In the sculpture, the fish appears to be suspended in water with lily pads and other underwater objects. Reese welded the fish to the swaying lily pads and angled the fish to make it look mid-swim.

He thought it turned out well—especially the piece’s motion and definition of space—and he was excited to receive feedback from others at the exhibition. When his name was announced for an award, he was very surprised.

“There was quite a bit of nice work in the exhibition,” he says, so for his sculpture to have won anything was an exciting honor. To have his work purchased and displayed at Mizzou was even better.

The Undergraduate Juried Art Exhibition has only increased Reese’s passion for learning about and making sculptures, and he intends to continue taking art classes for as long as he can. The classes are certainly fun, he says, but they have the added benefit of improving him as a teacher.

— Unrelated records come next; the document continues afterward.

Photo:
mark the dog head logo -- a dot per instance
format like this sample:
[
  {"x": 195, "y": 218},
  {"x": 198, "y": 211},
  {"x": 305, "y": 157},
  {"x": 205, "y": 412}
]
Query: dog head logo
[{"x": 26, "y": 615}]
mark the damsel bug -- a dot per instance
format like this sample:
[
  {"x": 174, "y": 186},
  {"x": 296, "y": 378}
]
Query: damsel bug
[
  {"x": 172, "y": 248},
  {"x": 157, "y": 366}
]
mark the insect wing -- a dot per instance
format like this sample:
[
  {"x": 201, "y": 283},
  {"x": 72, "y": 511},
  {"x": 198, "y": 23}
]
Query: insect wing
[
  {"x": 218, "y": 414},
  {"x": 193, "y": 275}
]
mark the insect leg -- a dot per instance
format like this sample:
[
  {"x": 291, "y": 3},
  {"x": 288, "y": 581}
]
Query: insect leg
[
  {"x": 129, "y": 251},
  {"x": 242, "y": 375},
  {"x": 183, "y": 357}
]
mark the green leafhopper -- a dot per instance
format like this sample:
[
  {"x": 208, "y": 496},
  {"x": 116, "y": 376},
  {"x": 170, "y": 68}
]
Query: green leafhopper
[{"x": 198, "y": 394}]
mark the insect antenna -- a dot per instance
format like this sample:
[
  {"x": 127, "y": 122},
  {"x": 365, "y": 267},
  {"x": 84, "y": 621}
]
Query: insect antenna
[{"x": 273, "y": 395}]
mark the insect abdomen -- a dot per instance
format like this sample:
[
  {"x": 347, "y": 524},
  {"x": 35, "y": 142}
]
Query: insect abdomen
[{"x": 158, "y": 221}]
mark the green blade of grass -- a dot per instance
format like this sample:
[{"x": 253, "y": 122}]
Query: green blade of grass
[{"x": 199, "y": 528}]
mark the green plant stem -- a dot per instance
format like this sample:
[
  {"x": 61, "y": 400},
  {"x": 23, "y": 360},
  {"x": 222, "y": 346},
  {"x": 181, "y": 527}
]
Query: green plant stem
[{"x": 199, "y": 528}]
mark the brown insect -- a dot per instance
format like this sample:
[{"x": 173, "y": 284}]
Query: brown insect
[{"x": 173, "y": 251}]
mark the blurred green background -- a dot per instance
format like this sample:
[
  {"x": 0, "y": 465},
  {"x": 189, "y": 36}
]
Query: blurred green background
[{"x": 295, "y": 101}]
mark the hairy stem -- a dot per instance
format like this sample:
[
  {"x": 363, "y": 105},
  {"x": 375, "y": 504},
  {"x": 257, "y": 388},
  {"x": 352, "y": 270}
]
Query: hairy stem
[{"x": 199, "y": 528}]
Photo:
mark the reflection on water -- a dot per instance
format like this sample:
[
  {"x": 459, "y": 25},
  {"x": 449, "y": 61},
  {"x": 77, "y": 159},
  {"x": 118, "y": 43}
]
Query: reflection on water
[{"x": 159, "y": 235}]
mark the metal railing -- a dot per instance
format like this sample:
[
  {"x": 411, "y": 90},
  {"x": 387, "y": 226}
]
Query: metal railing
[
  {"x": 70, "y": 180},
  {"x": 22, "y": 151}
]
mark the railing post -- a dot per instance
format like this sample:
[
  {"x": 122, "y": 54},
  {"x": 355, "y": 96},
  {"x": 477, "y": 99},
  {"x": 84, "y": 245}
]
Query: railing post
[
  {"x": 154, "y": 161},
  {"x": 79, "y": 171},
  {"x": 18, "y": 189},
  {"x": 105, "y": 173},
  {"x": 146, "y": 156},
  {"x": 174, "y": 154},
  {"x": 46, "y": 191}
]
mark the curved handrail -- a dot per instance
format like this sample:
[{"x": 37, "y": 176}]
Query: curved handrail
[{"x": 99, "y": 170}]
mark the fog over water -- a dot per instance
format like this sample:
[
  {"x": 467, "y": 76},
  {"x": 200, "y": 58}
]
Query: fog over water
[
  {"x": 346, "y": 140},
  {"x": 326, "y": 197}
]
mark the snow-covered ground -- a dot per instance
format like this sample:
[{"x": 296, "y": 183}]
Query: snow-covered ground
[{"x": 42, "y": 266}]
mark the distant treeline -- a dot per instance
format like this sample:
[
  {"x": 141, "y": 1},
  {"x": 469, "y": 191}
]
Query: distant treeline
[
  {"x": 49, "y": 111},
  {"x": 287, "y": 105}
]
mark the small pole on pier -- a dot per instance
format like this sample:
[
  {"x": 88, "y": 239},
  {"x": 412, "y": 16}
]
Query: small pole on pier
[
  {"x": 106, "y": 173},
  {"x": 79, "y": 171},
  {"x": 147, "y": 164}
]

“[Being a student] gives you a whole different perspective on how students view classes,” Reese says. “It’s been helpful for me in teaching to know how it is to sit there as a student. I’ve improved my communication of expectations and goals for the students, and I’ve adapted my teaching to different ways and rates of learning.”

Reese hopes to continue his roles at Mizzou for a while, in addition to continuing to create sculptures.